On what turned out to be the most vulnerable day of my journey, I was alone because of visitors’ restrictions during the pandemic. The emotional impact of walking into a cancer center for the first time took me by surprise. The empty halls echoed; I wandered around, unsure of exactly where to go.
I was still caught up in the wave of emotion when the social worker greeted me with a cheerful smile. Her first words were, “You only have 15 treatments; you’ll be finished before you know it!” No questions. No information. Just the message that my pounding heart and clammy hands were incongruent with the drumbeat of “no big deal.”
Minimizing left me utterly unprepared for the most challenging experience.
The next part of the appointment involved preparation for radiation. I had to lie with my arms over my head for two hours, bare from the waist up, while I was tattooed and measured and marked in preparation for the first radiation treatment. The staff was kind, but they were all men.
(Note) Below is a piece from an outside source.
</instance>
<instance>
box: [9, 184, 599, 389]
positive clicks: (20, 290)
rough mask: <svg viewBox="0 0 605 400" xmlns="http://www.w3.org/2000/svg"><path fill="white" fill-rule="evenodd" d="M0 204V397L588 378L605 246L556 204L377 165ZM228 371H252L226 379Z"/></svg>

Their effort to chit-chat as I lay there freezing felt incredibly awkward. It was one of the most vulnerable experiences of my life. By the time I got home, I was physically weak from the intensity of my emotions.
Minimizing is just one of the many strategies we employ to avoid vulnerability. We learn these strategies early in life; they help us survive and adapt. But avoiding vulnerability also cuts us off from our authentic experience and one another when we most need the comfort of connection.
A simple practice for shifting from minimizing to connection.
The first step in our practice is awareness. Notice your hard-working minimizer. It will show up when you’re having a difficult day and when a friend or family member is going through a challenging time. You’ll hear things like, “Get over it!” Comparison is also common. “They have it far worse than you do.” Your response to a friend might be, “That’s tough, but…” The “but” is the beginning of the slippery slope to minimizing!
When you catch yourself, turn towards the part of you who’s protecting you with this strategy. Notice if you can be curious about why it jumped in. When we extend curiosity to our protectors, we begin to develop a relationship with them. We can find out what they are afraid would happen if we are open and curious when confronted by distress. Our protectors don’t think we can handle it, but we can show them, one experience at a time, that we can.